We’ve seen a surge in demand from individuals and enterprises to buy health insurance. Sehteq Portals, our technology arm, has an AI-powered B2B2C platform which is used by brokers and agents. There has been a 20% increase in demand on individual and family health insurance coverage, and a higher renewal rate for employers led health benefits plan. Our products are super flexible, consumers can build their own products, and we’ve seen a higher demand for enhanced benefits rather than basic coverage. 

The number of customer calls and requests has equally increased. We offer our users to connect directly with a physician to consult over the phone and arrange to deliver the medication to their doorsteps. On the back end, we leverage technology to automate more than 90% of our processes. Sehteq is very much an IT company rather than a legacy insurance business. The investment in technology paid off as we do not need to hire resources to do repetitive work. 

What changes have you seen in the health insurance industry over the past few months, if any? And do you think these changes will become a norm?

The United Arab Emirates is to merge financial sector regulators, whilst Insurance Authority (IA) and Securities and Commodities Authority (SCA) will merge as part of a significant restructuring of government and supervisory authorities. These latest regulatory guidelines add pressure on the weak players and bring maturity to the market. The industry was hit hard by the exits of 3 providers and we will see more consolidations and mergers. Sehteq has 3 more M&A transactions before the end of the year.  

You mentioned insurance as being a highly regulated industry and a bit of a minefield to navigate in terms of complex systems. Do you think this will improve in the near future?

Insurance is a legacy business and is built on fine prints. It has to change. I was a policymaker and worked with the regulatory authorities in UAE, this is another unfair advantage that helps with navigating the system. There is a new regulatory framework for online insurance aggregators to operate in the country. It adds pressure on small players, yet, it helps investors and entrepreneurs to make the right decisions. The improvement in financial sector regulations to help FinTech will eventually set the stage for InsurTech favorable regulatory changes. I’m hopeful. 

It’s safe to assume that after this round, you're going to have some exciting growth plans. Can you tell us a little bit more about some of Sehteq’s short-term plans for expansion with us? 

There will be more money in technology and applications. We used to invest 40% of Sehteq P&L in innovation compared to a less than 3% market average. Our operating expenses are higher now, but tech is still a high ticket. The additional $3M will help accelerate our technology development with acquisitions. Oman is a natural expansion for our UAE hub, we are planning on setting up in Muscat. 

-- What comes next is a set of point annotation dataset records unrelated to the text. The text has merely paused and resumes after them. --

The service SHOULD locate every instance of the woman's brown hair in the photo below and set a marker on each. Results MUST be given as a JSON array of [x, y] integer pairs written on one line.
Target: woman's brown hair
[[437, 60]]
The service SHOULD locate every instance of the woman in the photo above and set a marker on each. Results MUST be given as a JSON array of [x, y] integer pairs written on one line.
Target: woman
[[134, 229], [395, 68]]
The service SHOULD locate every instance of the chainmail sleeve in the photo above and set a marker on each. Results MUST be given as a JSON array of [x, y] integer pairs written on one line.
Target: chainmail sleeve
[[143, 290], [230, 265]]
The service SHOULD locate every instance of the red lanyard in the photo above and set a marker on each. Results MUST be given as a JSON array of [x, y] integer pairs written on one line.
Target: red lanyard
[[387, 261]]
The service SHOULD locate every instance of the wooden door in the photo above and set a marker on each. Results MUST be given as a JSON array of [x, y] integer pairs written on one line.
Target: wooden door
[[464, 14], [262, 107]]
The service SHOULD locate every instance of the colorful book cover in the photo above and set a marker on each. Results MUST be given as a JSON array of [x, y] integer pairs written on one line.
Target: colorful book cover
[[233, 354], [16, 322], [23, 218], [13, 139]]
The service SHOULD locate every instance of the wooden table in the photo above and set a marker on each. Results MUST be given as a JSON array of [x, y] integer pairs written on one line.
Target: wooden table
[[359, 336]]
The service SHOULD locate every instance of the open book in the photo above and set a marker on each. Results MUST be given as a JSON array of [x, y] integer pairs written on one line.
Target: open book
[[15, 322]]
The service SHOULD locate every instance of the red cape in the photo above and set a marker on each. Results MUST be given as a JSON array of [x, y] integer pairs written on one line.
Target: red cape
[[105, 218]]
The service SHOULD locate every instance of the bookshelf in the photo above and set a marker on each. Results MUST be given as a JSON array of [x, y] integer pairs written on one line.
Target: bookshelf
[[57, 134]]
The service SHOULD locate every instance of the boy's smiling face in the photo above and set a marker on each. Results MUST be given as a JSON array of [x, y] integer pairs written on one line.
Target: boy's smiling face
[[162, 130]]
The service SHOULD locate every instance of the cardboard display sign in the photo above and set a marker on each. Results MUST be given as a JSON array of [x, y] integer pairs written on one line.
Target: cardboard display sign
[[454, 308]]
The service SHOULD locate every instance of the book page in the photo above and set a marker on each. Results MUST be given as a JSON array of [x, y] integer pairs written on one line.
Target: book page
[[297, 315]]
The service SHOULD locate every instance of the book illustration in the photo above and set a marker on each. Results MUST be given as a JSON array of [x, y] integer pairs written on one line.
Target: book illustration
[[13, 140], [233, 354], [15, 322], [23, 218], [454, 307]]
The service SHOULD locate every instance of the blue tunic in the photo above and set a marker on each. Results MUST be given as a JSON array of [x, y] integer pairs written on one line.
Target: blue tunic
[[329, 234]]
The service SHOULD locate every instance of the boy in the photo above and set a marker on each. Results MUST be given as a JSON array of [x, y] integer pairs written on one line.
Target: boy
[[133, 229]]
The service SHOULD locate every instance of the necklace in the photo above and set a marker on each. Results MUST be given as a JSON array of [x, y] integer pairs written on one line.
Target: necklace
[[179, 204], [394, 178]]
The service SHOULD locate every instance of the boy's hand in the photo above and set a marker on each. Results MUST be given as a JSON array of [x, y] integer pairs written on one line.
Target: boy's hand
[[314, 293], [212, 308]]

What were you looking for from your investors, beyond capital?

I strongly believe that entrepreneurs should focus on creating a working model, and then selectively choose his/her investors. The access and relationship of investors are more important than capital in many situations. Insurance is complex for a lot of investors. Back in 2017, the team gave up on pitching to investors because 90% of them linked investment with changing the business model to be another aggregator.

What is your big-picture vision for the future of Sehteq?

I want Sehteq to be the design studio and experiment lab for the insurance industry. I’ve worked for 15 years with major players in the global markets, and the advantage this startup has is simplicity. We don’t want to compete with the big boys, we want them to be powered by Sehteq’s innovative and white-labelled solutions – just like Intel. Our vision is clear, we have to have one million consumers first and then restlessly innovate to bring the best value for money. Our offering is modular, so a client can design his/her own product, and a partner can choose to buy or lease one component of our solutions menu. Seha (health) teq (technology) plans to lead with innovation.